UCSDs Todd Atwood explaining the radiation treatment delivery process to a patient

 

As to how this initiative serves patients, Atwood offers an analogy: “I am not a surgeon, but conceptually I get what’s involved in the process. You make an incision and the doctor goes to remove or fix something. The skill set is so complex with so much training required, but you understand more or less how it works. Now take radiation therapy: right off the bat, people often think of something negative like a radiation accident or, in the best light, something strange like Bruce Banner or the Teenage Mutant Ninja Turtles. Add on the fact that it’s invisible and there is a 16,000 pound robot delivering the radiation—it couldn’t be a more complex process.”

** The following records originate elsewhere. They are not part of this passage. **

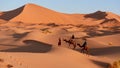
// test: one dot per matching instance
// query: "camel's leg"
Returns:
(74, 46)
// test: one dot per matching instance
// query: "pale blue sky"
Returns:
(66, 6)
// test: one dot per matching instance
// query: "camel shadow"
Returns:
(31, 46)
(105, 51)
(101, 64)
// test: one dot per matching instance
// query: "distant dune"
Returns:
(31, 13)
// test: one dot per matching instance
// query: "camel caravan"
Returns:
(74, 42)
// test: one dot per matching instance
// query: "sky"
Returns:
(66, 6)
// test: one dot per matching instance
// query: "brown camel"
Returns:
(84, 49)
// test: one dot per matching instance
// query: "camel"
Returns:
(84, 49)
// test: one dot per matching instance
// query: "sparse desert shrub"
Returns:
(115, 64)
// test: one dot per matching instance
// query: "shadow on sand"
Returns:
(105, 51)
(31, 46)
(101, 64)
(19, 36)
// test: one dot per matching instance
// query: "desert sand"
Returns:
(29, 37)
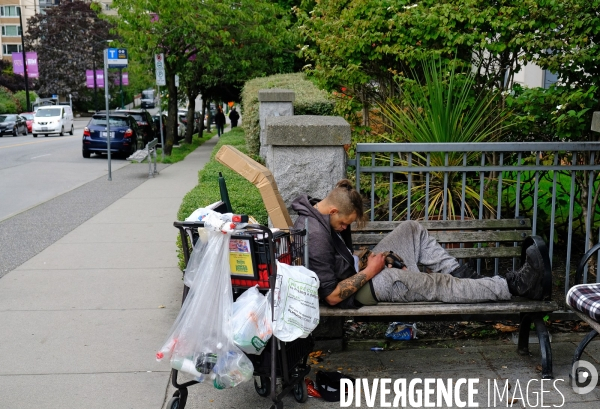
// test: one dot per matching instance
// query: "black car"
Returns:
(12, 124)
(145, 122)
(156, 119)
(125, 135)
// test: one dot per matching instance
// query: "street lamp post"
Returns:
(24, 61)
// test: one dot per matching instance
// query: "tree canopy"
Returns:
(68, 38)
(209, 42)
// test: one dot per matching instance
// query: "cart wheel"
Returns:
(264, 389)
(300, 392)
(173, 403)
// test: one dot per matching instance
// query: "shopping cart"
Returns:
(284, 361)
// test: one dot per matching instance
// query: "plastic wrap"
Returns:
(200, 342)
(251, 321)
(296, 302)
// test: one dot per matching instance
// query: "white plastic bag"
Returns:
(200, 341)
(296, 302)
(251, 321)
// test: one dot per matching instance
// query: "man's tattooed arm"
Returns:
(351, 285)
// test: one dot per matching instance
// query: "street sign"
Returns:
(159, 65)
(117, 58)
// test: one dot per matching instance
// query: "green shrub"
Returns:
(8, 103)
(21, 97)
(309, 100)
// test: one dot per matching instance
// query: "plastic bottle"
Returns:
(206, 362)
(185, 365)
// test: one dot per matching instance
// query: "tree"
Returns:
(362, 45)
(224, 38)
(68, 38)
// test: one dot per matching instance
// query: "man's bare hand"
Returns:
(375, 264)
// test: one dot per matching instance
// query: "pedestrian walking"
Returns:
(220, 120)
(234, 117)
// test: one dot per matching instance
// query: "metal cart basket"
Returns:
(286, 361)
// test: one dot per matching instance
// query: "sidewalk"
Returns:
(82, 319)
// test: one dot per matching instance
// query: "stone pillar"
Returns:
(273, 102)
(306, 154)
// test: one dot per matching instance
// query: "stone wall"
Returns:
(306, 154)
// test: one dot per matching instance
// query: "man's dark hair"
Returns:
(347, 199)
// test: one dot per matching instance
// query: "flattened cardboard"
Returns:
(262, 178)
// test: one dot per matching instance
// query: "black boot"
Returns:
(465, 271)
(527, 281)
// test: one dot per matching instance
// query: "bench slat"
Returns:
(486, 252)
(453, 236)
(429, 308)
(485, 224)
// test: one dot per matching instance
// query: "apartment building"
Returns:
(10, 40)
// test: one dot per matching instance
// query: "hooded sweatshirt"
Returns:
(328, 252)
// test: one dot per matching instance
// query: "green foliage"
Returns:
(8, 103)
(309, 100)
(21, 97)
(361, 45)
(245, 197)
(559, 113)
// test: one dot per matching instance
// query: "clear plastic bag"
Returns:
(251, 321)
(200, 342)
(296, 301)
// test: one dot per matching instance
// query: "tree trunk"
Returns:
(189, 132)
(172, 111)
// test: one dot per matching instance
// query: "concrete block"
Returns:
(307, 130)
(276, 95)
(306, 170)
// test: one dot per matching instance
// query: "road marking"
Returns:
(44, 141)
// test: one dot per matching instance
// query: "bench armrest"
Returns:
(547, 280)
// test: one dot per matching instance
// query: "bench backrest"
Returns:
(471, 238)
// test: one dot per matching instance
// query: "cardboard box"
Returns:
(262, 178)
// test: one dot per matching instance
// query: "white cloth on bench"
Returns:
(414, 245)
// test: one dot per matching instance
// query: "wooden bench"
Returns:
(480, 239)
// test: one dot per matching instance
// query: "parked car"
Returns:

Admitting uncertainty about where this patient interaction might fit into a clinical routine, Atwood admits he and his team don’t have all the answers. “First we’ll try to show that this is beneficial, that it makes a difference, and then we’ll see how to best integrate it clinically. Realistically, it’s a while before this is something that is a huge component of everyone’s life and maybe not everyone needs to do it, but that doesn’t mean it might not be the right thing for our field,” he says.

 

Conclusion

Expanding patient care responsibilities to physicists could play a role in improving patient care and has the potential to expand physics duties and increase visibility for the field. But even if the concept shows promise, there are hurdles to implementation.

What do you think? Will medical physicists play a greater role in direct patient care in years to come? Or is physicist participation in patient education an overblown and unnecessary abstraction?